If in YR or even Y1 - as a 5 year old, they are unlikely to have more than short bursts of sitting still and learning.
In Y2 there are lots of natural breaks in the day when requests to go out with breaktimes are acceptable - after carpet session before going to desks, before queuing up for assembly etc.
No-one wants a child to wet themselves, but then hopefully no-one would want the teacher constantly interrupted with requests to go to the toilet. For every 1 genuine really needs to go, there will be a flurry of 5 or 6 following who just feel like a walk.
As a TA working in YrR we tell every child to go to the toilet at breaktimes, we send them there before and when they come back from break we remind them again. Then before any important input (like phonics etc) we send the whole class to the toilet, even the children who say they don't need to go, they need to go and try. It takes 10 mins but it means we have the whole class there without toilet interuptions for 30 mins or so. If a child asks 5 mins into input to go to the toilet we let them go but they are reminded that we just told them to go so they should have gone then but it rarely happens tbh.
I think its wrong to make a child wait but they can wait a couple of minutes, as auntevil says, most parents would make their child wait the last 5 minutes of a car journey.
some kids do have medical probs - my DS2 is one. He is almost 8 and still wetting at night time/frequently caught short. The clinic say he should drink as much water as he can and go to the loo as much as poss as this will increase bladder capacity. He is terrified of his teacher telling him off for doing so.
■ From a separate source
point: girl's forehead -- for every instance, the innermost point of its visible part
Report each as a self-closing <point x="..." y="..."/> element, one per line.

I have written to the teacher, spoken to him, reminded DS how important it is but still he doesn't drink water or ask to go to the loo because he is too scared of the consequences.
Not sure what to do really. Apart from this the teacher is great. I think kids should be able to go when they want to but this is from experience with DS
I'm with AMumGoingMad - with all the chat about emulating French maternelles, my dd was in one, and one of the things I thought they did brilliantly was to have a very caring 'assistante' who took all the children to the bathroom at regular intervals (yes, whether they wanted to or not), taught them always to wash their hands, supervised it all so there was no mess, and took pride in this essential practical side to looking after young children. Much later in an English school my dd would hold on all day because of the disgusting state of the bathrooms.
Of course there are children with particular health issues and they need to be handled differently.